Suporte para crescer

Balanço de 40 anos mostra papel estratégico da pós-graduação no país

Os percalços da educação brasileira têm um contraponto no sistema de pós-graduação, cujo desempenho nas últimas quatro décadas encontrou paralelo em poucos países do mundo. Hoje o Brasil dispõe de quase 3 mil cursos reconhecidos de pós-graduação. Eles formaram em 2004 27 mil mestres e 8 mil doutores e compõem o arcabouço de pesquisa que faz o Brasil responder por 45% de toda a produção científica da América Latina. Entre os anos de 1963 e 2004 o governo federal investiu R$ 11,1 bilhões, em valores atualizados, na concessão de bolsas de mestrado e doutorado.

Cerca de 60% dessas bolsas foram financiadas pela Capes (Coordenação de Aperfeiçoamento de Pessoal de Nível Superior) e outros 40% pelo Conselho Nacional de Desenvolvimento Científico e Tecnológico (CNPq). No mesmo período, o Estado de São Paulo, por meio da FAPESP, investiu US$ 724 milhões (cerca de R$ 1,6 bilhão) em bolsas no Brasil e no exterior. O número de cursos vem crescendo a uma taxa de 8,6% ao ano. Até o início dos anos 1960 os programas de pós-graduação resumiam-se a algumas dezenas de iniciativas isoladas e inspiradas em modelos diferentes. Destacavam-se os da Universidade de São Paulo (USP), que seguiam um modelo europeizado, e os da Universidade Federal do Rio de Janeiro (UFRJ), com sotaque norte-americano.

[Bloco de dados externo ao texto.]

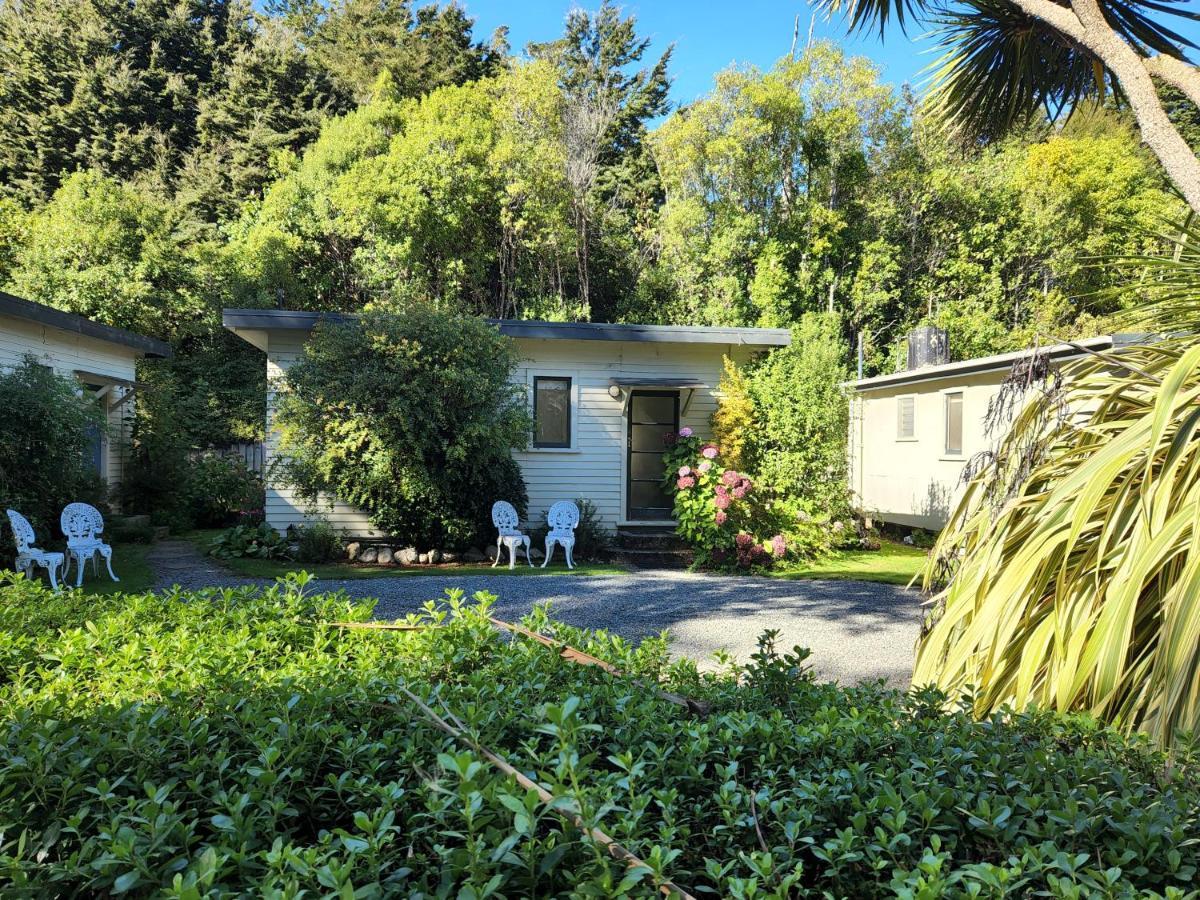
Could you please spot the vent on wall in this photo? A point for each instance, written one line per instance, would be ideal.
(906, 418)
(928, 346)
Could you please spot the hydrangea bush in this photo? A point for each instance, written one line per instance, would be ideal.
(720, 514)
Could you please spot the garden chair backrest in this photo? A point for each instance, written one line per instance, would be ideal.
(504, 517)
(563, 516)
(22, 531)
(81, 521)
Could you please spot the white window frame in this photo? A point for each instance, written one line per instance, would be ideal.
(947, 393)
(534, 373)
(901, 397)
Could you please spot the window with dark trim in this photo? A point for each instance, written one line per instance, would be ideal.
(551, 412)
(953, 424)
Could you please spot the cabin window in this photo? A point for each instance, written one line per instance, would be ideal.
(551, 412)
(954, 424)
(906, 418)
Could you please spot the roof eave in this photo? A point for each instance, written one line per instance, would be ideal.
(19, 307)
(1000, 363)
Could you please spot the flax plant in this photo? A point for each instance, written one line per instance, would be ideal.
(1068, 575)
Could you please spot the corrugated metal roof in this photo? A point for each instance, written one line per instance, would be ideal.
(997, 363)
(22, 309)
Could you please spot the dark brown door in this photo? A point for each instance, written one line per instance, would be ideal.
(652, 417)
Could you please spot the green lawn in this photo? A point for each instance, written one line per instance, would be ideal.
(274, 568)
(892, 564)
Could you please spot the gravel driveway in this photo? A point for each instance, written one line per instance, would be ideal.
(856, 630)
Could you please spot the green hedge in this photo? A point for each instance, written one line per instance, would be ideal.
(226, 743)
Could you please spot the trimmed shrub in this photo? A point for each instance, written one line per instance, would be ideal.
(259, 541)
(797, 447)
(318, 541)
(231, 743)
(411, 415)
(45, 442)
(220, 489)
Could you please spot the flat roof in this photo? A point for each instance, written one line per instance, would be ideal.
(299, 321)
(48, 316)
(990, 364)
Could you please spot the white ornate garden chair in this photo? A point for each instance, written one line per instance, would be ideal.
(562, 521)
(505, 520)
(28, 555)
(82, 523)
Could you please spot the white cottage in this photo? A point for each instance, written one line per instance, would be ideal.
(102, 359)
(912, 432)
(603, 397)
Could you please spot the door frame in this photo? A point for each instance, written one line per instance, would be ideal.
(627, 467)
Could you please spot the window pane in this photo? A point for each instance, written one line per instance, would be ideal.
(953, 424)
(552, 412)
(653, 411)
(906, 417)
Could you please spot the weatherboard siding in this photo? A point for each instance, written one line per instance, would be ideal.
(593, 467)
(66, 353)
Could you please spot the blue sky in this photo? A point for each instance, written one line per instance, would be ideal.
(708, 35)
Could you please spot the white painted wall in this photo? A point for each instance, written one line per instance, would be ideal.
(916, 483)
(594, 467)
(66, 352)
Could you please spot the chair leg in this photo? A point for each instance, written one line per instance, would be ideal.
(108, 562)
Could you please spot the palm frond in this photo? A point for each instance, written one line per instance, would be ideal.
(1081, 592)
(1000, 67)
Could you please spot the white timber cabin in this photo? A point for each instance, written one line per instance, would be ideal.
(101, 358)
(603, 397)
(912, 432)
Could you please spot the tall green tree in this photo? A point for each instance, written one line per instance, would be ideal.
(269, 96)
(424, 48)
(1011, 63)
(765, 183)
(457, 199)
(112, 87)
(610, 99)
(112, 252)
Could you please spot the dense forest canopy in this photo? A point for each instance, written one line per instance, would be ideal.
(162, 159)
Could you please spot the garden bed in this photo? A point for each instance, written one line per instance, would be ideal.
(238, 743)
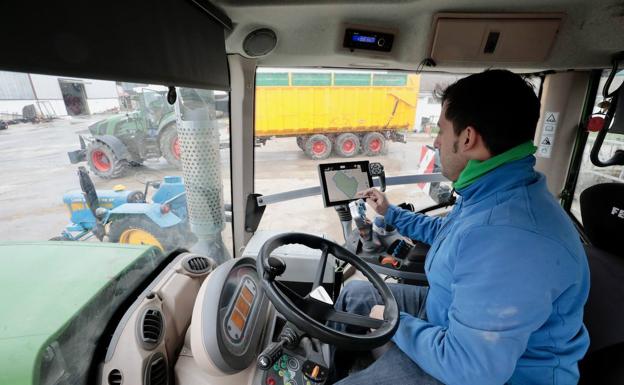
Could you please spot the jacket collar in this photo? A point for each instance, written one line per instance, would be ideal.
(507, 176)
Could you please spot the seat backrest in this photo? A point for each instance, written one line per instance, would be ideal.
(603, 222)
(602, 210)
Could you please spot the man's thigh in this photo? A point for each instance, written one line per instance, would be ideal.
(393, 368)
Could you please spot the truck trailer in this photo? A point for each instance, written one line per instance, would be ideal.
(344, 112)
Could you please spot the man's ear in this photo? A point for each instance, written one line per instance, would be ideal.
(472, 142)
(471, 139)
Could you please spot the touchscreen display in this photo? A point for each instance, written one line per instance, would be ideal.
(341, 181)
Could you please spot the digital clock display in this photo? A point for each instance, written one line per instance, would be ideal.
(364, 39)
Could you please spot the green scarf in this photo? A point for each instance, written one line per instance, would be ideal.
(476, 168)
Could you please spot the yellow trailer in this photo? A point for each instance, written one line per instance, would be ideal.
(346, 112)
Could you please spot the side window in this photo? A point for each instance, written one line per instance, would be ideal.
(125, 135)
(589, 174)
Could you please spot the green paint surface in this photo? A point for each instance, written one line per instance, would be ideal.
(44, 286)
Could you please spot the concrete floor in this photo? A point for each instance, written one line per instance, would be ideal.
(36, 172)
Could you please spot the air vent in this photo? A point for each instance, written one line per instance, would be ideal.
(197, 264)
(156, 372)
(114, 377)
(151, 328)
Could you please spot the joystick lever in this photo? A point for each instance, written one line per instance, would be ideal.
(376, 169)
(267, 358)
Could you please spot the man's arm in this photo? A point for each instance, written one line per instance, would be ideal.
(415, 226)
(504, 284)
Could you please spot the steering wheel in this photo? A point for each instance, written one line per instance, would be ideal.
(311, 315)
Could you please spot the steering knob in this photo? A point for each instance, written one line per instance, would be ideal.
(275, 267)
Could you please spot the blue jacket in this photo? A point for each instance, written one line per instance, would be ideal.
(508, 281)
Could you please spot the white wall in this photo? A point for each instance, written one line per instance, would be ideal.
(101, 89)
(46, 87)
(425, 109)
(97, 106)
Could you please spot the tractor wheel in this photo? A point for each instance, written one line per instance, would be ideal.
(103, 161)
(318, 147)
(170, 145)
(373, 144)
(140, 230)
(301, 142)
(347, 145)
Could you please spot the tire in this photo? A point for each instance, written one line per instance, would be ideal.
(373, 144)
(318, 147)
(103, 162)
(130, 229)
(170, 147)
(347, 145)
(301, 142)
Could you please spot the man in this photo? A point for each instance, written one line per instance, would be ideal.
(508, 277)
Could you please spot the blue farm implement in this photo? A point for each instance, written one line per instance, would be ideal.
(125, 216)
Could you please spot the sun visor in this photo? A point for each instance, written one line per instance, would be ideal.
(169, 42)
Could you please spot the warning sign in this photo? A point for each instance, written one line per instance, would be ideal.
(551, 118)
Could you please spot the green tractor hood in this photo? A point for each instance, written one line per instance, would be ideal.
(56, 300)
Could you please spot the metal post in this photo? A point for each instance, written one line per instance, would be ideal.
(198, 134)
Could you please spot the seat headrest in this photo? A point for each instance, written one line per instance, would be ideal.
(602, 210)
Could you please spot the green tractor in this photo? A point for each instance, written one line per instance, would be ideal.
(126, 140)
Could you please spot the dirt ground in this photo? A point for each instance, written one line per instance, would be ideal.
(36, 172)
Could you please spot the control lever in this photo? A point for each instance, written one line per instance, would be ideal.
(267, 358)
(376, 169)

Foi há exatos 40 anos que um parecer do Conselho Federal de Educação organizou o sistema nos moldes vigentes até hoje. Adotou uma matriz flexível, similar à existente nos Estados Unidos, que divide a pós-graduação em duas categorias – stricto sensu, voltada para carreira acadêmica, e lato sensu, para quem trabalha em empresas e outras atividades – e estabelece as categorias de mestrado e de doutorado, sem que a primeira seja obrigatoriamente um requisito para a segunda. O marco legal ficou conhecido como Parecer Sucupira, alusão a seu relator, o professor emérito da UFRJ, Newton Sucupira. Hoje com 85 anos de idade, Sucupira esteve presente num debate realizado no dia 2 de dezembro na Fundação Getúlio Vargas (FGV), no Rio de Janeiro, que reuniu autoridades e especialistas para discutir os 40 anos da pós-graduação no Brasil. “O Parecer Sucupira deu um norte para o crescimento ordenado da pós-graduação no Brasil”, explica Fátima Bayma de Oliveira, professora da FGV e organizadora do debate.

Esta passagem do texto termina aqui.